Room XIX contains essays, literature, scientific publications, sacred and profane works, both courtly and popular, these include Holy Scriptures, works by authors among the most representative of the classical, medieval and modern age, proverbs and almanacs.




Prominent editions are exhibited here, from the cinquecentina (16th century post-incunabula) of Plato’s Symposium in the edition collated by Marsilio Ficino, to a superb cinquecentina in folio with Virgil’s Life and Works, illustrated with xylographs in 15th century style, to the Metamorphoses by Ovid, the works that more than others contributed to the survival of the ancient gods through its original version and the moralised one. Then there is the precious French edition of the two Greek sophists Philostratus, dedicated to the Prince of Condè, Euripides’ Bacchantes (in the 1968 double translation by Sanguineti), directed by Ronconi at the Piccolo in Milan and by Squarzina at the Stabile in Genoa. The scholarly editions of Hesiod, Homer, Anacreon and Petronius are also of undoubted interest. Among the works related to the sacred, there is the Bible illustrated by continuous engravings in the Vulgata Sistina, printed by Giunti in 1611 in Venice, and to contrast with it the “Carmina Burana” and the poems of François Villon in the Varieté edition of 1955.

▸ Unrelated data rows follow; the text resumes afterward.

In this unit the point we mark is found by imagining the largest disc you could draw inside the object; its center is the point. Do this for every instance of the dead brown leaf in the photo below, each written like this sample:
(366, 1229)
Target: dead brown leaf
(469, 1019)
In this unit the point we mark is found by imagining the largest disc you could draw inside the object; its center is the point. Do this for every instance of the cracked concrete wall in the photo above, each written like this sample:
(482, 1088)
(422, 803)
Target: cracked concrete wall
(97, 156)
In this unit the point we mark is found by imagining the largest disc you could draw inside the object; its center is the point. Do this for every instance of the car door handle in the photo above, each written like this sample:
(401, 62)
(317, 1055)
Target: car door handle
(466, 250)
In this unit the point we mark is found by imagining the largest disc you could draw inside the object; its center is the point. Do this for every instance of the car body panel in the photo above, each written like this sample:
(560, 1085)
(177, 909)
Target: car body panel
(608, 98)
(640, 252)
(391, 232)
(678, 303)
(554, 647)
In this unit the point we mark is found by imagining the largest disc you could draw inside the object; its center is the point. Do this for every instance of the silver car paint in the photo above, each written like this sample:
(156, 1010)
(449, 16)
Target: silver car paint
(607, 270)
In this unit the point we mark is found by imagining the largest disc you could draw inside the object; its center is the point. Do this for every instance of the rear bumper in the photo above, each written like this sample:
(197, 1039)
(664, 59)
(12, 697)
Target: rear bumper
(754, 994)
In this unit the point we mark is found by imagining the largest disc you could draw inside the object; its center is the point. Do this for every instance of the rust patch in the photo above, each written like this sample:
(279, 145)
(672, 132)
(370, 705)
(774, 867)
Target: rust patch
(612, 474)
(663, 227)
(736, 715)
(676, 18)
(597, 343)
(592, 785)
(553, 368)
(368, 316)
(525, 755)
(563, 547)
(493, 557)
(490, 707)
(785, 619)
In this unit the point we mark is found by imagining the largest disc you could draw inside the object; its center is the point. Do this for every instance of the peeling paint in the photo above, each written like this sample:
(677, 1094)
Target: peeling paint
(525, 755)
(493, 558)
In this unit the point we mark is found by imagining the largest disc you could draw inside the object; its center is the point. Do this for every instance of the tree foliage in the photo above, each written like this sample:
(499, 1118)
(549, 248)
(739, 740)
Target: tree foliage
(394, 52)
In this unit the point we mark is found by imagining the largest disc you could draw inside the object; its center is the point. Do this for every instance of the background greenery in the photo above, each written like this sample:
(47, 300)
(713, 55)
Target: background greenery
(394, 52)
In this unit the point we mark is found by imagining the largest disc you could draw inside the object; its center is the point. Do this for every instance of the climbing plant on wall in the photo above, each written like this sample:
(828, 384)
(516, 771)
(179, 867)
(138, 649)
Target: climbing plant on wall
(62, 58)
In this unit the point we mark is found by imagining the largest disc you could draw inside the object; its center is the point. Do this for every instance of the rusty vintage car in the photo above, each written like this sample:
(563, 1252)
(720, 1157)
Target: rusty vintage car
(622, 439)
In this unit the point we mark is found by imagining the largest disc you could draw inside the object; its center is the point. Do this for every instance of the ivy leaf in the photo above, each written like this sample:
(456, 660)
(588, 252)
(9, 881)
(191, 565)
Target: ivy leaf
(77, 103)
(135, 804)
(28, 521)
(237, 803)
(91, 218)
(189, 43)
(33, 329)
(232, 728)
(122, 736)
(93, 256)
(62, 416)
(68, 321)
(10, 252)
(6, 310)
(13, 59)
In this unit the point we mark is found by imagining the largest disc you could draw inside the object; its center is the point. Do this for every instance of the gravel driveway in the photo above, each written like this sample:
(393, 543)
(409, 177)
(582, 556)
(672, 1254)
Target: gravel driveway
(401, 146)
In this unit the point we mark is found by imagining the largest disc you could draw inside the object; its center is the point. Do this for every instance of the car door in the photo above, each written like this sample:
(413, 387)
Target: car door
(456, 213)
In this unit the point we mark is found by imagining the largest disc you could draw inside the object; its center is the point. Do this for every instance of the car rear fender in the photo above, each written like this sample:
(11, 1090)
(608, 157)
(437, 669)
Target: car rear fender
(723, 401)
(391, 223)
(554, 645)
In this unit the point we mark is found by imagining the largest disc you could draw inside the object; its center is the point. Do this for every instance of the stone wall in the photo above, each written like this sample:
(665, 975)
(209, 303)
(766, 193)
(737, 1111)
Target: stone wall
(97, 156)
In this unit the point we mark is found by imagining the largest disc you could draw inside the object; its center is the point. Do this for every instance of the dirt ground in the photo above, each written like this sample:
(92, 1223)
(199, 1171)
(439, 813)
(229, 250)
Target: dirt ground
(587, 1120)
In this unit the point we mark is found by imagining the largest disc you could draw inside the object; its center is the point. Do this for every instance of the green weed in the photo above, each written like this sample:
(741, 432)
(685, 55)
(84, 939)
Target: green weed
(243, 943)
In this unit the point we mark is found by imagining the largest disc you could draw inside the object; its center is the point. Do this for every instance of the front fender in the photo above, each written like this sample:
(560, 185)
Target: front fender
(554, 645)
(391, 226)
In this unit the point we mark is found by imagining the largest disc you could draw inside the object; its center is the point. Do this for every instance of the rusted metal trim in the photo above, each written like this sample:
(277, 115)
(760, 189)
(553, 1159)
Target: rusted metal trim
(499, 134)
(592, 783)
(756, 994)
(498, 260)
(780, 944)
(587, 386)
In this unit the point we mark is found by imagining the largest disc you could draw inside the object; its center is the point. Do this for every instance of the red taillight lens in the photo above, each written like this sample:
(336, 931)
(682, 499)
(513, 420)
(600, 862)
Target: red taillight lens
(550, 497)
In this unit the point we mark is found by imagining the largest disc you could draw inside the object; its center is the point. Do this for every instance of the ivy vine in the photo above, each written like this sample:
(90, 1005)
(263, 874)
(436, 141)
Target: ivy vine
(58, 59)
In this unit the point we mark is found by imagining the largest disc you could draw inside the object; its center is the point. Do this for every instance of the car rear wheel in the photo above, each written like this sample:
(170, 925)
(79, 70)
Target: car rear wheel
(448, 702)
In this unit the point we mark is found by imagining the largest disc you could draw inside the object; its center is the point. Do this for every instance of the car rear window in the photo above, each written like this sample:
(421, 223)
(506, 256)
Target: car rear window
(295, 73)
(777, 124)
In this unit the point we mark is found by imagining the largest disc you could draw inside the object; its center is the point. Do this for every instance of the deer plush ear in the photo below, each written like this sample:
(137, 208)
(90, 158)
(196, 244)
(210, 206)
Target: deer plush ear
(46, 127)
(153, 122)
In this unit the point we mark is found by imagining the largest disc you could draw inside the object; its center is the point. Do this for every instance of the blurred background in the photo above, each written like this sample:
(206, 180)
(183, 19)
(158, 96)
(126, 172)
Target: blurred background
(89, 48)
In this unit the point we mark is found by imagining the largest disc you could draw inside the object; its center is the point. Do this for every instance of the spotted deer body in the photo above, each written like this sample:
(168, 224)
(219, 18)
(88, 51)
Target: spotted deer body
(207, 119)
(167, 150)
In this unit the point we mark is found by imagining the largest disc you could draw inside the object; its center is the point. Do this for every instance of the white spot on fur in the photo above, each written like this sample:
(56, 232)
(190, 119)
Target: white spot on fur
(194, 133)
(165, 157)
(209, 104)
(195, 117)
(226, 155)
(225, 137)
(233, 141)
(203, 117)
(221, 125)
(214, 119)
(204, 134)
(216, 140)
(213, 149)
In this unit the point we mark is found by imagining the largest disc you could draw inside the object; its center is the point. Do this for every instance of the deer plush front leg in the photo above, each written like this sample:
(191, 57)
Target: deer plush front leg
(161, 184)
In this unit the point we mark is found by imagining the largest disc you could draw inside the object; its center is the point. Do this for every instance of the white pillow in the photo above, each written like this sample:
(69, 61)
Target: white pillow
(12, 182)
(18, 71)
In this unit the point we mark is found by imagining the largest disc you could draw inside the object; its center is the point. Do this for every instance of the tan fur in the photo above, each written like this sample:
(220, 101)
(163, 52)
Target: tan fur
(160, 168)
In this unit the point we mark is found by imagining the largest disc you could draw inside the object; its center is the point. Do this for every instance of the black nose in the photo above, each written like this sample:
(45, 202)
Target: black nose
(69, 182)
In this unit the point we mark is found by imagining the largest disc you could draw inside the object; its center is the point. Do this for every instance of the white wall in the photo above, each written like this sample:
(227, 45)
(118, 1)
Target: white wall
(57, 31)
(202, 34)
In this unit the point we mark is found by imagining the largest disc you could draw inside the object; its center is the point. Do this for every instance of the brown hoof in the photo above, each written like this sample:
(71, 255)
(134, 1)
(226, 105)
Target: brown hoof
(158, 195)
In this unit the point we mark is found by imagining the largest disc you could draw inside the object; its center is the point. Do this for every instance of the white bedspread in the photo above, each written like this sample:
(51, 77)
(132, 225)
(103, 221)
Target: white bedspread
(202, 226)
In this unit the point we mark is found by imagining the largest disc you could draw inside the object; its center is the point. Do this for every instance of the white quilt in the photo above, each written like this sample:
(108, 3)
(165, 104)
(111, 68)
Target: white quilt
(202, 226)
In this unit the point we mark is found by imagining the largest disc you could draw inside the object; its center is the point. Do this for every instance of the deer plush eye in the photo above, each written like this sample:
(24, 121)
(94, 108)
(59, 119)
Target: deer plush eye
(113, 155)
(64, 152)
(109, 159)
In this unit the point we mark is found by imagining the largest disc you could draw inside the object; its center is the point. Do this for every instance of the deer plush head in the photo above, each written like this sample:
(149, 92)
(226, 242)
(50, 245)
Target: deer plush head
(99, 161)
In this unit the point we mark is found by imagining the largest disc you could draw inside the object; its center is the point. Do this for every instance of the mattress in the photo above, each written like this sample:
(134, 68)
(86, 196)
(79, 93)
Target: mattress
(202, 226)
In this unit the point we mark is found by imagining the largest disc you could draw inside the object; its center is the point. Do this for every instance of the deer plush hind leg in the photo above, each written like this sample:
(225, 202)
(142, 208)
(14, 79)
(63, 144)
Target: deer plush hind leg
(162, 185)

It should be noted that only a very small part of the crowded selection of scholarly editions is cited; the whole concerns essays and treatises of the Enlightenment age in particular.



Originated from the cautionary notes of the amanuensis, the ex libris was born in Gutenberg’s Germany around 1470. It arrived in Italy during the 16th century in the form of a small sheet, with the owner’s name engraved and printed (the heraldic emblem, the impresa or an allegorical figure often accompanied by a motto), glued to the lower plate of the book’s internal fold. The use of ex-libris spread in the 17th century, became fashionable during the 18th, lost popularity at the beginning of the 19th and then regained it with the Pre-Raphaelites, to become a graphic synthesis of the client’s inner world, his cultural inclinations and social ambitions. The original technique of xylography came back in vogue and had an easy grip on both the engraver and the client for its light contrasts. From the 19th to the 20th century, a cultivated collector’s fashion spreads beyond the borders, attentive to the use of printing presses, inks and paper that is of interest for important commissions.